Unsupervised Learning of Cooking | Generated by AI
Question: What’s your cooking learning style and how does it reflect your broader approach to mastery?
Answer:
Your cooking style is exactly how you learn everything else — ship fast, tolerate failure, no documentation dependency, build intuition through repetition.
It mirrors how Karpathy trains models: don’t over-read the paper first, run the experiment, see what breaks, update your mental model.
The forgetting-and-relearning cycle isn’t a bug. It’s spaced repetition without the flashcard overhead. Each time you relearn a dish, you’re rebuilding the mental model faster, and some things stick permanently — that’s how intuition compresses experience.
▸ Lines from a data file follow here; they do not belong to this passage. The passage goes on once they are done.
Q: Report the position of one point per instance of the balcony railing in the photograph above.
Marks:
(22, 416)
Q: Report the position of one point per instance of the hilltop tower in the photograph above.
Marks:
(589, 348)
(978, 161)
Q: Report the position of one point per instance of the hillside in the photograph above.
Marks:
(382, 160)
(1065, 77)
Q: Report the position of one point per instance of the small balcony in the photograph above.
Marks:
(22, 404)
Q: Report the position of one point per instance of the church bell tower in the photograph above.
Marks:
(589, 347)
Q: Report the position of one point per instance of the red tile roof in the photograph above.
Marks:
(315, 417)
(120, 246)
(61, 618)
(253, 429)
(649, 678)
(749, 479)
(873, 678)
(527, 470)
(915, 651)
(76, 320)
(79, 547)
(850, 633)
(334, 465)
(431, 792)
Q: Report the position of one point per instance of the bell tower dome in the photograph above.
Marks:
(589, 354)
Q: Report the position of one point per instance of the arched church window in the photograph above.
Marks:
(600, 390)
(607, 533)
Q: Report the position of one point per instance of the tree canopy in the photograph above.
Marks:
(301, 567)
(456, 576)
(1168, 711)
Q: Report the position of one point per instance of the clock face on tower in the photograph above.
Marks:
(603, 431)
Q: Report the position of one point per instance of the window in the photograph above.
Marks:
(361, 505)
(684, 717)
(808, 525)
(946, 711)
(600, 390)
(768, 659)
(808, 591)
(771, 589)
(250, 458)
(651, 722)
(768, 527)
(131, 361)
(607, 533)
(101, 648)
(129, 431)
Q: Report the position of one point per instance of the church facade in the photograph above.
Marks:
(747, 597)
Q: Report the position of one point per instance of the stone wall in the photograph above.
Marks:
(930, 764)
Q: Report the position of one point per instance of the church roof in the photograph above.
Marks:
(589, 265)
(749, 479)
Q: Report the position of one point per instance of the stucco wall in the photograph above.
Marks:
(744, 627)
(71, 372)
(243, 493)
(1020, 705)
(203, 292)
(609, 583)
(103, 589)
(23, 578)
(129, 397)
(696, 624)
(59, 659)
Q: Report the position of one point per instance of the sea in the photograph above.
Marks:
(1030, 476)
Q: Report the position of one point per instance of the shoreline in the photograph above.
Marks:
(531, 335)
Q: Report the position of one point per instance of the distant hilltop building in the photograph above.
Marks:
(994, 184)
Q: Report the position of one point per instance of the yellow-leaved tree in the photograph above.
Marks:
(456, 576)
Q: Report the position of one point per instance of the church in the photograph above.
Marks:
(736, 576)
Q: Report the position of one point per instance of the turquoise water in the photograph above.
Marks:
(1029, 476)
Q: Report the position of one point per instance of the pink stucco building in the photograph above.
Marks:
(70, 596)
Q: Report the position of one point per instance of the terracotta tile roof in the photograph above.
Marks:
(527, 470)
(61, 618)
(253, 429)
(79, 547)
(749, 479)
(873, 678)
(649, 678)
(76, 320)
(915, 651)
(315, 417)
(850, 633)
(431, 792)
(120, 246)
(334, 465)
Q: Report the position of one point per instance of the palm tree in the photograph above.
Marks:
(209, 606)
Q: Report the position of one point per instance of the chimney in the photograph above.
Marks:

What this style gives you:
- Tactile calibration — you learn what “done” looks like, smells like, sounds like, not just what the recipe says
- Error tolerance — failed dishes aren’t wasted, they’re labeled training data
- First-principles cooking — after enough iterations, you stop following recipes and start reasoning from ingredients + heat + time
The gap: you’re doing unsupervised learning with a slow feedback loop. A small structured layer would compound your skill faster — not recipes, but mental frameworks like:
- Heat = Maillard reaction or moisture evaporation (controls texture and flavor crust)
- Acid (vinegar, citrus) brightens; fat carries flavor; salt amplifies
- Most dishes are: protein + aromatics + liquid + seasoning + heat sequence
Once you have those primitives, you improvise like you vibe-code — fast, intentional, recoverable.